Who was Robert Eugene Brashers? | What we know about the man law enforcement sources say committed the Yogurt Shop Murders

Brashers, who died in 1999, was a serial killer whose DNA has been connected to numerous crimes across the U.S., including the 1991 quadruple murder in Austin.

AUSTIN, Texas — Law enforcement sources confirmed to KVUE on Friday that investigators believe the Yogurt Shop Murders have been solved.

Robert Eugene Brashers has been identified as the man who killed 13-year-old Amy Ayers, 15-year-old Sarah Harbison, 17-year-old Eliza Thomas and 17-year-old Jennifer Harbison at the I Can’t Believe It’s Yogurt Shop in North Austin on Dec. 6, 1991.

Law enforcement sources say Brashers was identified as the suspect as a result of genetic genealogy technology applied to a DNA profile. But this isn’t the first time Brashers’s DNA has been tied to a grisly crime.

Robert Eugene Brashers’s history of murder

On March 28, 1998, the bodies of 38-year-old Sherri Scherer and her 12-year-old daughter, Megan Scherer, were found in their home in Portageville, Missouri.

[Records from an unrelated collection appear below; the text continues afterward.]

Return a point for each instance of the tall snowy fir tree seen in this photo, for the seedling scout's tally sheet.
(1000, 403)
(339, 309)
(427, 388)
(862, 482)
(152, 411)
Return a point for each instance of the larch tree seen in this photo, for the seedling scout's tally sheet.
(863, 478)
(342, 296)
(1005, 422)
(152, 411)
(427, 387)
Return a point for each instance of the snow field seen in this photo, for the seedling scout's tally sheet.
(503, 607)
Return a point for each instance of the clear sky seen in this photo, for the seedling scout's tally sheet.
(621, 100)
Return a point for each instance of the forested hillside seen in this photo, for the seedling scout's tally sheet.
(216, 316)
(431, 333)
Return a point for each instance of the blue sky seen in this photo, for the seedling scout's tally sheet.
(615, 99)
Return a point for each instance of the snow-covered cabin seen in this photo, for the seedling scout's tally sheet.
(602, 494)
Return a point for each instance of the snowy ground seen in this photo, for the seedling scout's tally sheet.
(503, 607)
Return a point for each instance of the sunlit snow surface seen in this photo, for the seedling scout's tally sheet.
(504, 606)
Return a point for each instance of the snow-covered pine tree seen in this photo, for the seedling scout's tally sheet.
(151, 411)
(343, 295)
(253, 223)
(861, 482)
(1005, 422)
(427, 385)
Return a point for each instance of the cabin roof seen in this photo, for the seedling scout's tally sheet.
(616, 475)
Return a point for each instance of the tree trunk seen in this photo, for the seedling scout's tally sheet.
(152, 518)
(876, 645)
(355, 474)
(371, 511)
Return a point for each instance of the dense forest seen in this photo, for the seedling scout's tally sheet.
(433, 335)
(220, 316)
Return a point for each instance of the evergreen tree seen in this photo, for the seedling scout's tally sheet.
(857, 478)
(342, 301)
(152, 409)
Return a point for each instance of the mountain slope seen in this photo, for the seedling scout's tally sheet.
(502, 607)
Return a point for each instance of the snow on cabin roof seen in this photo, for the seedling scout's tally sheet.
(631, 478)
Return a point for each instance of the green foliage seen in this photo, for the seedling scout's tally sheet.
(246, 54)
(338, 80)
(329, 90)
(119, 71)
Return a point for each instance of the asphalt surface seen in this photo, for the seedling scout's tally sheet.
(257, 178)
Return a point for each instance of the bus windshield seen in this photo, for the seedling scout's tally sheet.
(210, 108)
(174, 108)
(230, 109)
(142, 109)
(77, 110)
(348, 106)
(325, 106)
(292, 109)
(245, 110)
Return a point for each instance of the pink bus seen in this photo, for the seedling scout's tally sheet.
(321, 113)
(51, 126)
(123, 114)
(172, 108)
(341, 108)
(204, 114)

Missouri officials said both of the Scherers had been murdered, and Megan Scherer had been sexually assaulted.

A partial DNA profile was developed from evidence at the crime scene, but the profile didn’t have enough markers to be entered into the Combined DNA Index System, commonly known as CODIS.

In 1999, Brashers died by suicide. But his death was far from the end of his story.

In the years that followed the Scherer murders, Missouri officials said investigators conducted numerous interviews and followed hundreds of leads. The case was also featured on “America’s Most Wanted.”

Then, in 2006, significant advances in DNA testing led evidence from the Scherer murders to be resubmitted to the Missouri State Highway Patrol’s Crime Library. A full suspect DNA profile was developed and entered into CODIS.

That resulted in a match to the April 1990 murder of 28-year-old Genevieve Zitricki in Greenville, South Carolina.

Missouri officials said following that match, investigators from South Carolina, Tennessee and Missouri worked together to investigate more than 1,200 leads and the cases were again featured on “America’s Most Wanted.”

More years passed. In 2017, the investigation yielded a CODIS match to the March 1997 rape of a 14-year-old girl in Memphis, Tennessee.

In 2018, investigators contacted a private company called Parabon NanoLabs. Using genetic genealogy technology, Parabon was able to identify Robert Eugene Brashers as a possible suspect in the cases. 

Investigators obtained DNA samples from Brashers’s surviving family members. Missouri officials said traditional forensic tests results indicated Brashers “was, with very little doubt, responsible for the crimes.”

The same year, Brashers remains were exhumed in order to confirm the DNA in the profile was his. Additional DNA samples were collected, and lab tests confirmed Brashers’s DNA matched the suspect DNA in the cases.